What to ask on a bilingual school tour

Marketing materials at bilingual schools in Tokyo all sound similar. The best way to compare two settings is to ask the same five questions on each school tour and listen carefully to how the answers differ. First, ask what percentage of subject teaching is delivered in each language by year group. A school that genuinely splits 50/50 will be able to show you a timetable; a school that says 50/50 but cannot show one is typically much more English dominant.
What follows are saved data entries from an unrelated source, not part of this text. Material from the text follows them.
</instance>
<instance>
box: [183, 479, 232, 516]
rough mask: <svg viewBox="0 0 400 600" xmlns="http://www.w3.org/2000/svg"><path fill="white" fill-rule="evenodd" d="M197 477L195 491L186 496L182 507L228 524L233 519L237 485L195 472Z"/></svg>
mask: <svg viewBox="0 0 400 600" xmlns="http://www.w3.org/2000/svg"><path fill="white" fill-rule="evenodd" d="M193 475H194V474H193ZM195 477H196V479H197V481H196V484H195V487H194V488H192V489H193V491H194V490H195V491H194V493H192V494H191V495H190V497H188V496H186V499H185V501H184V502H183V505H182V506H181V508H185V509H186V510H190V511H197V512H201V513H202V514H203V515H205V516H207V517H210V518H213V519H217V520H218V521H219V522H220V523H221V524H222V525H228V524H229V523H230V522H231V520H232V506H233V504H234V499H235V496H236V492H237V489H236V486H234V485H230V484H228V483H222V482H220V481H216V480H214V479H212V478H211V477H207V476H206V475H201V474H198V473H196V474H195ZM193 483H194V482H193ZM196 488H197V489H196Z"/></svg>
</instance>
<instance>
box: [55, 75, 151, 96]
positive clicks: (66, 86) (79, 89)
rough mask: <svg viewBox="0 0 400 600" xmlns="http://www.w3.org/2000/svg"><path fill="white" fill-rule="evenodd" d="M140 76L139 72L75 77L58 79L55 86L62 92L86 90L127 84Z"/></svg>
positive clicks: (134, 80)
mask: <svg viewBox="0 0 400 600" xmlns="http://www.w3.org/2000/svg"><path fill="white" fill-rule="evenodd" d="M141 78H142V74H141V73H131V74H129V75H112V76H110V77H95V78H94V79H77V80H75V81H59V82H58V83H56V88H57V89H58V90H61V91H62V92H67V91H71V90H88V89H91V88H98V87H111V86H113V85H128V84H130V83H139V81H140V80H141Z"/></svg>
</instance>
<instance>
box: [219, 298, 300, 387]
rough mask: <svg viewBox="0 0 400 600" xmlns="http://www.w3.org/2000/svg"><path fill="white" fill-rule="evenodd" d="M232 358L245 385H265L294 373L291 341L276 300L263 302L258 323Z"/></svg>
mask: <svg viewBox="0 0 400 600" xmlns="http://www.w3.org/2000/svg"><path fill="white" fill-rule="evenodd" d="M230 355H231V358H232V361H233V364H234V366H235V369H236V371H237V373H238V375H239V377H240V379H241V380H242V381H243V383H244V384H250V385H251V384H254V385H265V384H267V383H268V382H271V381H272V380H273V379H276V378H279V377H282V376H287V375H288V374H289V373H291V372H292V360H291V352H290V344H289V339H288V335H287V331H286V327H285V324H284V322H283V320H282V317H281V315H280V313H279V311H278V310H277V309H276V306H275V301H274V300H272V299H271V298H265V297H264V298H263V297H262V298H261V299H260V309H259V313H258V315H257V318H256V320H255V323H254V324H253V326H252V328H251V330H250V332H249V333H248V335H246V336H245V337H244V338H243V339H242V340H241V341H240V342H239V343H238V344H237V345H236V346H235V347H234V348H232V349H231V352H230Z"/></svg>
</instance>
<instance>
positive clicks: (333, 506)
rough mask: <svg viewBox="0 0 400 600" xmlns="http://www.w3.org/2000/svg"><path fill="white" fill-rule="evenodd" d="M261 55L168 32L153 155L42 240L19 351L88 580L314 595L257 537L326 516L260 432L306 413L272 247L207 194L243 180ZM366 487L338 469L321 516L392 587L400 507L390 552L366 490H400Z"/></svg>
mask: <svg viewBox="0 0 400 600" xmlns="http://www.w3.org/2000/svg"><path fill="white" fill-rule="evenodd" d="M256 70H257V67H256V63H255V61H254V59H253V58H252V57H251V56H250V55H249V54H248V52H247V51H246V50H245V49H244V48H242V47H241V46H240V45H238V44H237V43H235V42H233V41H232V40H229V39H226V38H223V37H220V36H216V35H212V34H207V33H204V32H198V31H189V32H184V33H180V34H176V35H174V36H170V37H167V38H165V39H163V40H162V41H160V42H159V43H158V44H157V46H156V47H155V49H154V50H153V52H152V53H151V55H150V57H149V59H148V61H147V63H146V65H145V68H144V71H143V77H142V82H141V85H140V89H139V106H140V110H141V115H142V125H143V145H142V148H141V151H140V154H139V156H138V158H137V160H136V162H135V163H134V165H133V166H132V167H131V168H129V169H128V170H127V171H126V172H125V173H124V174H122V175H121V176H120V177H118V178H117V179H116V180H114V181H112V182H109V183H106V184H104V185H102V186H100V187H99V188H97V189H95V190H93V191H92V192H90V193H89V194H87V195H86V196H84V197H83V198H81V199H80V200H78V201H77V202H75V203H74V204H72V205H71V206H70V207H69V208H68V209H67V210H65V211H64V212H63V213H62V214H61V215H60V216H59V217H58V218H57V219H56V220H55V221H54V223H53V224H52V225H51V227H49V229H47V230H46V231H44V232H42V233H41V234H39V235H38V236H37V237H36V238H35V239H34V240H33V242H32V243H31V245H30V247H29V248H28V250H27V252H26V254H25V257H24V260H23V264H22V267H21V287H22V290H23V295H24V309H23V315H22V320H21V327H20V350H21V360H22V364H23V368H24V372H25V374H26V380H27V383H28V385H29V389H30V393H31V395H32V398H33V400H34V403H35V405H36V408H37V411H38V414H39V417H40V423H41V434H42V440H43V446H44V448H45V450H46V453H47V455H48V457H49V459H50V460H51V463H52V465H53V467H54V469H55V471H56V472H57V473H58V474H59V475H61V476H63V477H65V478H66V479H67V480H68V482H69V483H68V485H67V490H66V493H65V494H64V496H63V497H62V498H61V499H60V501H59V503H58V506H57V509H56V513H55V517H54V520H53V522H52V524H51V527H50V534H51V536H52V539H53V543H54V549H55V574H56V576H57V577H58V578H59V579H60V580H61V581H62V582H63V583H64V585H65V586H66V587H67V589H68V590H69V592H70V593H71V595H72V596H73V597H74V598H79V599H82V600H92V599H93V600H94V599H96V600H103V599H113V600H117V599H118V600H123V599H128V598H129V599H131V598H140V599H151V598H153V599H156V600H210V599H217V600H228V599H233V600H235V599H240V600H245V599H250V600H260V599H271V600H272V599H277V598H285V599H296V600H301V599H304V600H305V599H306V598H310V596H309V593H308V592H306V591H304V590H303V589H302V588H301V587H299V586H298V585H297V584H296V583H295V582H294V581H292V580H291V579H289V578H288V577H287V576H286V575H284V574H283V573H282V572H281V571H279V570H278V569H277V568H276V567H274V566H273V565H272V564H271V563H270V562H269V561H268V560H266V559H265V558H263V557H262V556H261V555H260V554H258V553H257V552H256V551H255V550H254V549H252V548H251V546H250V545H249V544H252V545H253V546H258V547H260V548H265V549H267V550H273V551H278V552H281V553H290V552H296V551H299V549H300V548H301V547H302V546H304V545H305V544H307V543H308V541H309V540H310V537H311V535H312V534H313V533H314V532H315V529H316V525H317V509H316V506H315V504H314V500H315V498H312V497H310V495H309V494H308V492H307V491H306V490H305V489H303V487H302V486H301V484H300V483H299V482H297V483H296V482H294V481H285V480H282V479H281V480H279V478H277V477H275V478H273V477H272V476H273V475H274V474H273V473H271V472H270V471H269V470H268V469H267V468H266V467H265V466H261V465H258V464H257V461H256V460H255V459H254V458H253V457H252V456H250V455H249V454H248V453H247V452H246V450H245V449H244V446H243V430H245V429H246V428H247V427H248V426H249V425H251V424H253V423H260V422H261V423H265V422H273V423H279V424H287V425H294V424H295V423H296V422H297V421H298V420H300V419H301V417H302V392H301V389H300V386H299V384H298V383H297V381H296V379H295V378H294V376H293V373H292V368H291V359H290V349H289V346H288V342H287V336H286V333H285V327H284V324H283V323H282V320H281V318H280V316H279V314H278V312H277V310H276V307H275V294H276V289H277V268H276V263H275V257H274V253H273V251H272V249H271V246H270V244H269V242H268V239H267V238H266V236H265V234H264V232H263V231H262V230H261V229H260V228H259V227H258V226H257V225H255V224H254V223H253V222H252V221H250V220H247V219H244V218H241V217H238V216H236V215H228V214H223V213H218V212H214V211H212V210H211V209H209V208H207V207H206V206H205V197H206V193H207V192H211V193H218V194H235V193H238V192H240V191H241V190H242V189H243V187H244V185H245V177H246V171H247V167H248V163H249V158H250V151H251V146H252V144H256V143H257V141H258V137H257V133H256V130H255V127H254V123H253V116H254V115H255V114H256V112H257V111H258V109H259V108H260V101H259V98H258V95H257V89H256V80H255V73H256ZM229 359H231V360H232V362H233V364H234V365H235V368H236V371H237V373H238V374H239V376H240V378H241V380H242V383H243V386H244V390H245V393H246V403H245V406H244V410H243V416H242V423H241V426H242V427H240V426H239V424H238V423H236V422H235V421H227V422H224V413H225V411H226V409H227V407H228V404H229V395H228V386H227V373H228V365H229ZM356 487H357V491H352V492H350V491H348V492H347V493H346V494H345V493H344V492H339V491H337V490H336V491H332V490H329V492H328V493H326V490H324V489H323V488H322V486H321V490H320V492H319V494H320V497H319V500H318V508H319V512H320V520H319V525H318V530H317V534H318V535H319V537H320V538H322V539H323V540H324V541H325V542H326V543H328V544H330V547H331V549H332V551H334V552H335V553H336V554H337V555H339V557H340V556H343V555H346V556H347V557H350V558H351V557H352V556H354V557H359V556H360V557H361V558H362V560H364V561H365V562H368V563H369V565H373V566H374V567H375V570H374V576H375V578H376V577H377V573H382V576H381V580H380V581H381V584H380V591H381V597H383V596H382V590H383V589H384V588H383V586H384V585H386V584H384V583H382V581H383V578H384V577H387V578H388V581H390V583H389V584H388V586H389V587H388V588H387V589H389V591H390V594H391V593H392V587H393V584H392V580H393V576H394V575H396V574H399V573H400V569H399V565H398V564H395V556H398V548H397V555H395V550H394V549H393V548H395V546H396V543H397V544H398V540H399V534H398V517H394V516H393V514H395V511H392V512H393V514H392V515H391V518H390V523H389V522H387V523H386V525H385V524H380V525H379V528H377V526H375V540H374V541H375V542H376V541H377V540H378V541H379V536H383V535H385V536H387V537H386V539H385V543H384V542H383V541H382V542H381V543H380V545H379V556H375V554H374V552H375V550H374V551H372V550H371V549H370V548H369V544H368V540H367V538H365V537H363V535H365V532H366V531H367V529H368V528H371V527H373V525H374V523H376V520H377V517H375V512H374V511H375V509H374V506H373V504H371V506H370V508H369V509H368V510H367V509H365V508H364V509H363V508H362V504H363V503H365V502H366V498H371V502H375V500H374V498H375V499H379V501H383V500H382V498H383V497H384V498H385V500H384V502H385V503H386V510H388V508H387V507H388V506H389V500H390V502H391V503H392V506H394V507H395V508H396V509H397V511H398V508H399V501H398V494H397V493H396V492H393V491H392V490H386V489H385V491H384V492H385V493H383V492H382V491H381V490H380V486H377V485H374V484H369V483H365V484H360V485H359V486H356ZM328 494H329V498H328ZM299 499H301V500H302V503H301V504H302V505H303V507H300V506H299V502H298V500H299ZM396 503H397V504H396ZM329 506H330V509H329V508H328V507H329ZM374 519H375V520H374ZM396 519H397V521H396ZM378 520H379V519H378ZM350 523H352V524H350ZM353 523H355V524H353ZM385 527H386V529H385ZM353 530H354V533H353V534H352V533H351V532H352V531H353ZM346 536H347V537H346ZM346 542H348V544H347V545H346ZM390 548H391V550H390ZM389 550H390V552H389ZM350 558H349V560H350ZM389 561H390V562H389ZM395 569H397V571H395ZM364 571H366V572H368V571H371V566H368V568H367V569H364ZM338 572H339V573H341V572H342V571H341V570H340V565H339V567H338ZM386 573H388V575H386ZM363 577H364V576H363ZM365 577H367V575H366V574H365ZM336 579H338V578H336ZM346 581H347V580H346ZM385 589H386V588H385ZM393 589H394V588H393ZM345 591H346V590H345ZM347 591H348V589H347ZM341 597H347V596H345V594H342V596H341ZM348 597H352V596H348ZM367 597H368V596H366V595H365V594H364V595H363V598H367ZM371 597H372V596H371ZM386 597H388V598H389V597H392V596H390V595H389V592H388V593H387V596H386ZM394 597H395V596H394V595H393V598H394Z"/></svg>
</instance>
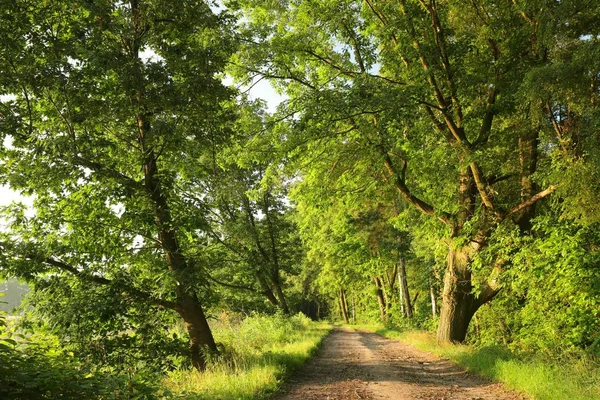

Second, ask how Japanese reading and writing is taught. The honest answer is whether the school follows the Ministry of Education kanji progression, which is the only way to build full Japanese literacy by Year 6. Third, ask what proportion of the teaching team is bilingual themselves. Schools that pair a Japanese homeroom teacher with a native English teacher usually deliver more rigorous bilingual content than those that rely on rotating language specialists.

Fourth, ask where graduates go next. A bilingual elementary that consistently feeds into Tokyo IB schools, ASIJ or BST signals a strong English pathway. One that feeds into Japanese private schools signals a Japanese pathway. Neither is wrong, but the answer should match your medium term plan. Fifth, ask how the school handles late arrivals with no Japanese, or no English. The smaller bilingual schools tend to be more flexible at older entry points than the chains. Our compare tool lets you set those five questions against two or three shortlisted schools.

Frequently asked questions

How many bilingual schools are in Tokyo?

Around 25 schools across Tokyo describe themselves as bilingual English Japanese settings, although the immersion ratio varies widely. Roughly half follow a structured dual-language model with subject content taught in both languages.

How much do bilingual schools in Tokyo cost?

Bilingual school tuition in Tokyo ranges from JPY 1.6 million to JPY 2.6 million per year, typically 20 to 30 percent cheaper than full English-medium international schools because the cohort includes a meaningful share of Japanese passport students.

Are bilingual schools good for fully biliterate outcomes?

It depends on the immersion ratio. Schools that teach subject content in both languages and follow the Japanese curriculum for Japanese reading and writing tend to produce genuinely biliterate children. English-dominant settings with one daily Japanese class produce strong English speakers with conversational Japanese.

Do bilingual schools accept non-Japanese passport children?

Yes. Most bilingual schools in Tokyo recruit a deliberately mixed cohort of Japanese, returnee and foreign passport children. Some schools require a minimum level of Japanese for older entry points, particularly at elementary.